“Lost” 17th-Century Portrait by Bartolomé Esteban Murillo Found in a Welsh Castle

The portrait, which depicts a Spanish writer and historian, has now been added to a Murillo exhibition in New York

Portrait of Don Diego Ortiz de Zúñiga by Bartolomé Esteban Murillo. Oil on canvas, in a carved and gilt wood frame. Courtesy of Sotheby’s

As a ‘lost’ Leonardo da Vinci painting that sold for a record-breaking $450 million consumed the art world last week, news emerged that another painting once considered lost was found in a Welsh castle.

The portrait, by one of Spain’s great painters, Bartolomé Esteban Murillo, has hung in the National Trust’s Penrhyn Castle for almost 150 years, and was long-considered to be merely a copy of the original, reports Dalya Alberge of The Guardian.

But on a recent trip to examine the painting, art scholar Benito Navarrete Prieto discovered it is actually an original. “It is an absolute masterpiece,” Prieto tells Alberge of The Guardian. “Magnetic.”

The painting depicts Spanish writer Don Diego Ortiz de Zúñiga, who wrote a history of Seville. “Dressed in black with the insignia of the Order of Santiago, he is set within a stone cartouche supported by two cherubs," Alberge writes.  Restoration of the painting, which measures 44.5 inches by 37 inches, involved removal of a layer of discolored varnish, reports Alberge.

Born in 1617, Murillo created his first successful work — 11 paintings for a Seville convent — around 1645. His early work was highly realistic, eventually becoming softer and Rococo-esque, before the Rococo style was established, according to the the Getty Museum.

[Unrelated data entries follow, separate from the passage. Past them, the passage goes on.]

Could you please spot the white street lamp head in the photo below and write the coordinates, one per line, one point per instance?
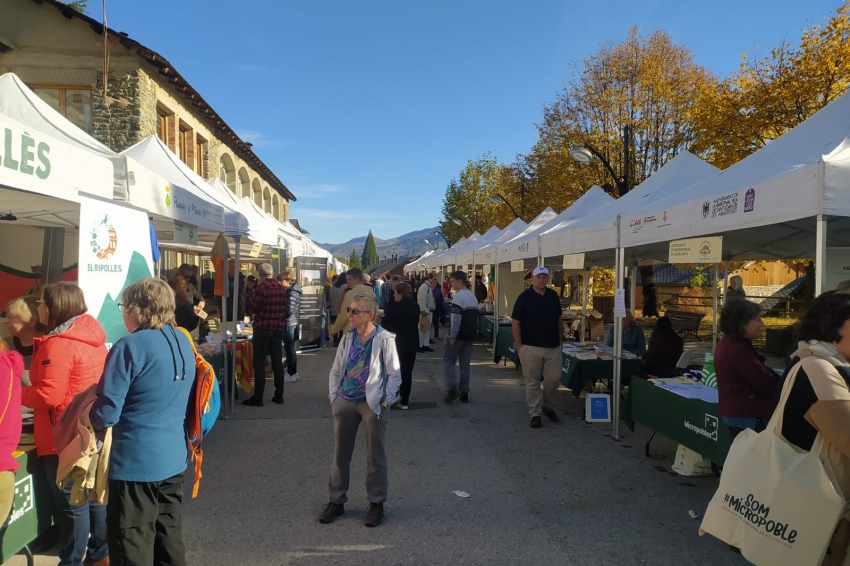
(581, 154)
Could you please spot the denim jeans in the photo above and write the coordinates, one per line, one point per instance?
(76, 522)
(289, 349)
(460, 354)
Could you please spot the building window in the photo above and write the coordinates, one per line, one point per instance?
(186, 145)
(162, 125)
(201, 156)
(72, 102)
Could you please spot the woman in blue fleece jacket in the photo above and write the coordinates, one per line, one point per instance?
(143, 396)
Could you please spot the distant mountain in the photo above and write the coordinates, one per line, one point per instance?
(410, 244)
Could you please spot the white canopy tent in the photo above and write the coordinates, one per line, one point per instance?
(596, 235)
(465, 254)
(487, 253)
(526, 245)
(790, 199)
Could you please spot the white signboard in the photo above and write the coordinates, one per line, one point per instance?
(837, 267)
(115, 251)
(574, 261)
(620, 303)
(697, 250)
(185, 233)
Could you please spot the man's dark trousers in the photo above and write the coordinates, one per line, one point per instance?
(267, 343)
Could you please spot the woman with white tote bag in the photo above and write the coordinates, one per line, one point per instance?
(782, 496)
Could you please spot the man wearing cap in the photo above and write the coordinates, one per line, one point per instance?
(539, 337)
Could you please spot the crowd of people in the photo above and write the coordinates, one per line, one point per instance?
(135, 395)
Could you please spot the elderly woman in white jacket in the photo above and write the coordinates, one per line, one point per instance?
(363, 384)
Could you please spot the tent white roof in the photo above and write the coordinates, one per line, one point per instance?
(487, 253)
(522, 243)
(465, 253)
(764, 205)
(449, 254)
(596, 235)
(154, 155)
(525, 245)
(42, 187)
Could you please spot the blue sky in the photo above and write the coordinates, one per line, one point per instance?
(367, 109)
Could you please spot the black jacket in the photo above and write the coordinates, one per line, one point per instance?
(402, 319)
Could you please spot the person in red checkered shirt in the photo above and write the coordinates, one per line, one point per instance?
(268, 305)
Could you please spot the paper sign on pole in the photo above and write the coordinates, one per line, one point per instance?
(115, 251)
(697, 250)
(185, 233)
(574, 261)
(620, 303)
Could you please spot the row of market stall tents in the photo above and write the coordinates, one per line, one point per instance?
(788, 200)
(148, 176)
(48, 163)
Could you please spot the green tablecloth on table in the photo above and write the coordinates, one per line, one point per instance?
(692, 423)
(505, 347)
(32, 509)
(575, 373)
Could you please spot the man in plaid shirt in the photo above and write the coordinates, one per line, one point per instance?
(269, 308)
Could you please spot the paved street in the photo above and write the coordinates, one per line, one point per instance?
(563, 494)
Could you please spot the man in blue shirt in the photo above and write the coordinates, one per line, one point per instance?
(634, 340)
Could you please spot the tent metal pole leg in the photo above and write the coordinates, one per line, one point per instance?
(235, 315)
(820, 255)
(618, 350)
(714, 311)
(584, 283)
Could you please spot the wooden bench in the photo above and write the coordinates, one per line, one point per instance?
(685, 322)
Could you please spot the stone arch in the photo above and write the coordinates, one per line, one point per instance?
(276, 206)
(256, 192)
(243, 183)
(267, 200)
(227, 171)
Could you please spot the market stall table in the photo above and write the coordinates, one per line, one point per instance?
(575, 373)
(693, 423)
(32, 509)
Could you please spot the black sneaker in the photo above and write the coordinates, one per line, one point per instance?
(331, 511)
(374, 515)
(451, 395)
(551, 415)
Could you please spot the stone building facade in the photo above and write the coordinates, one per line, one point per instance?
(59, 53)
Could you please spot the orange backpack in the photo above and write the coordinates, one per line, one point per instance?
(203, 409)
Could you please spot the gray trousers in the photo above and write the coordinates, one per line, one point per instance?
(462, 353)
(347, 417)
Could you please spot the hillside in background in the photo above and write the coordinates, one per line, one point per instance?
(410, 244)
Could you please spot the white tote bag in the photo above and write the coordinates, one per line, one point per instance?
(776, 503)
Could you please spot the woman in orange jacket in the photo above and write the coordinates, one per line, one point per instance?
(67, 360)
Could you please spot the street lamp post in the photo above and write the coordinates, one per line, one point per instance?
(585, 155)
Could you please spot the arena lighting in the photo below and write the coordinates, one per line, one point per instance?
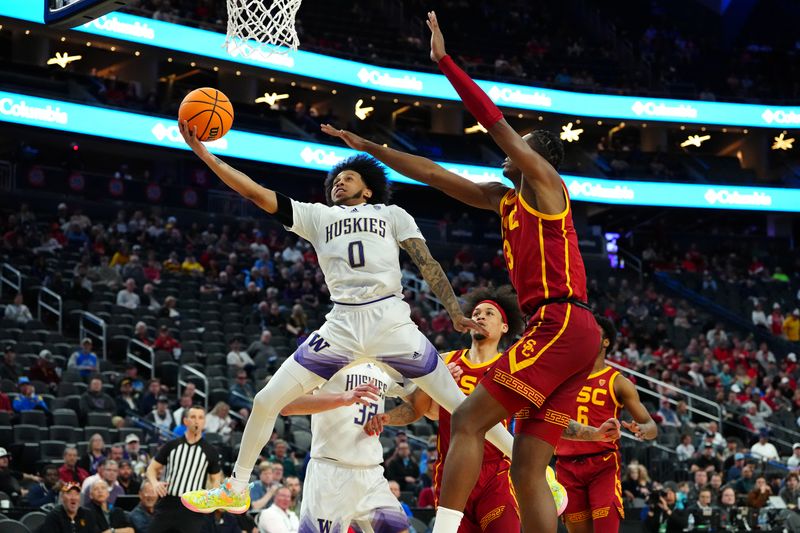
(695, 140)
(162, 132)
(362, 112)
(570, 135)
(271, 98)
(475, 129)
(62, 60)
(782, 142)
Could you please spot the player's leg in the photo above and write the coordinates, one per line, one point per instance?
(310, 365)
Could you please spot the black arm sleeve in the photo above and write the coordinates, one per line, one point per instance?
(284, 214)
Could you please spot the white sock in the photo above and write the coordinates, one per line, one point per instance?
(447, 520)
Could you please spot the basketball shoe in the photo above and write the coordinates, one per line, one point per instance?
(558, 490)
(224, 497)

Less than 12 known paintings by Murillo still exist today, reports Amy Coles of Wales Online. Among his famed works are “Christ Healing the Paralytic at the Pool of Bethesda,” now in the National Gallery, and “Ecce Homo,” a painting of Christ wearing the crown of thorns that was sold by Sotheby’s in London for more than $3.5 million this summer, reports Alberge.

After being discovered, the painting was transported to New York to join a major exhibition on Murillo at the Frick Collection. The late addition is now the centerpiece of the exhibition.

“Benito went to Wales and realised how great the painting was and that everyone had been wrong in calling it a copy,” Frick Collection curator Xavier F Salomon tells The Guardian. “The mistake – myself included – is just that no one bothered to go there, and everyone kept repeating that it was a copy. It was hidden in plain sight. It’s not coming out of a location that’s unknown. The house was open to the public.”

Baron Penrhyn collected the Murillo painting in the 19th century. It was considered to be one of two copies.

After the Frick Collection exhibition, which runs through February, the piece will be transferred to the National Gallery in London.